Impacts of Adfluvial Fish on the Ecology of Two Great Lakes Tributaries

Abstract

AbstractAnadromous and adfluvial fish can transport high concentrations of nutrients and energy into streams during spawning runs. While the ecological effects of their spawning migrations are variable, in some instances these fish contribute to increased nutrient concentrations, primary productivity, invertebrate biomass, and resident fish growth and survival in the nutrient‐poor streams of the Pacific Northwest. In tributaries of the Great Lakes, the effects of introduced salmonid and native adfluvial fish are poorly documented. We conducted field experiments to determine the effects of a semelparous fall fish, Chinook salmon Oncorhynchus tshawytscha, and an iteroparous spring fish, steelhead O. mykiss, on the ecology and productivity of two tributaries to the Muskegon River, Michigan, a Lake Michigan tributary.

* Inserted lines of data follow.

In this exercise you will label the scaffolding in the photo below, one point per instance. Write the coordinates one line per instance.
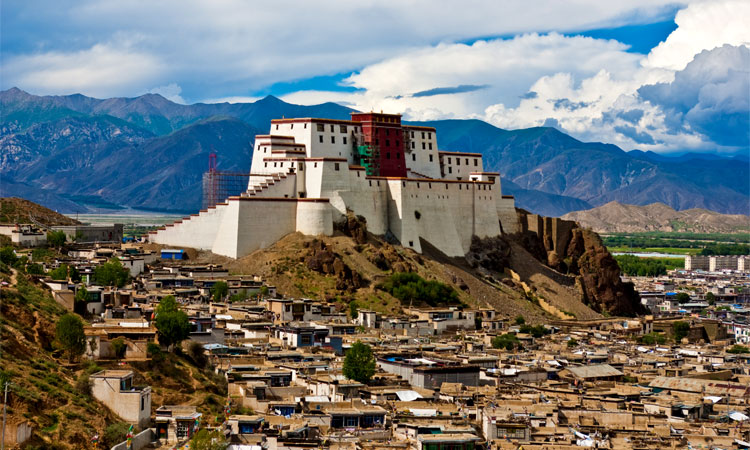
(368, 154)
(218, 185)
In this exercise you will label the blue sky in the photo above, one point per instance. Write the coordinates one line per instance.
(656, 75)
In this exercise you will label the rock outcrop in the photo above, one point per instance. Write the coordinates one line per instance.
(569, 249)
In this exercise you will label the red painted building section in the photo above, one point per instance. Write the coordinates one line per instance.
(384, 134)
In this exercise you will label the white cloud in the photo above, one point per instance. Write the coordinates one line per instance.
(586, 87)
(103, 70)
(214, 49)
(170, 91)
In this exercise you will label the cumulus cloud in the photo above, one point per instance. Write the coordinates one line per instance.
(170, 91)
(711, 96)
(103, 70)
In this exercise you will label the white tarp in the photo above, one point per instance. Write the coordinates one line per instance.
(408, 396)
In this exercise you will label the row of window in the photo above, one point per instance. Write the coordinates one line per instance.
(333, 139)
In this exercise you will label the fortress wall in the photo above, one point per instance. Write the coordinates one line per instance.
(368, 198)
(284, 187)
(198, 232)
(314, 218)
(506, 212)
(254, 223)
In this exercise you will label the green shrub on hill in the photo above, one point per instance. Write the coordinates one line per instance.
(410, 287)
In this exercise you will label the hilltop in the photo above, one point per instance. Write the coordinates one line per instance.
(19, 210)
(149, 153)
(615, 217)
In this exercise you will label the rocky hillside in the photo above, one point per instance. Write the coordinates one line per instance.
(54, 394)
(18, 210)
(615, 217)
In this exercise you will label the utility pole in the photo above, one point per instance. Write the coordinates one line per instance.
(5, 407)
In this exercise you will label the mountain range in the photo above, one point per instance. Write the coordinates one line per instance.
(77, 153)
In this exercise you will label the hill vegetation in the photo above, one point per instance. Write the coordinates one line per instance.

We sampled stream biota and water chemistry before and after the introduction of Chinook salmon carcasses and eggs in the fall and steelhead eggs in the spring in a tributary stream with natural spawning runs and in another tributary stream without runs but with carcass and egg additions. There was no response in terms of invertebrate density or water chemistry to spawning migrations or salmon carcass introductions in either tributary. The density of resident brown trout Salmo trutta increased in both stream types after the introduction of salmon carcasses in the fall, and energy consumption increased after the addition of salmon eggs in the fall and spring in the manipulated stream. Based on stomach content analysis, fish that had eggs in their stomachs also consumed more energy than fish that did not consume eggs. The results suggest that adfluvial fish may affect some tributaries of the Great Lakes by providing high‐energy food sources to resident stream fish, but the potential effect of this egg consumption on resident fish growth and survival requires more research.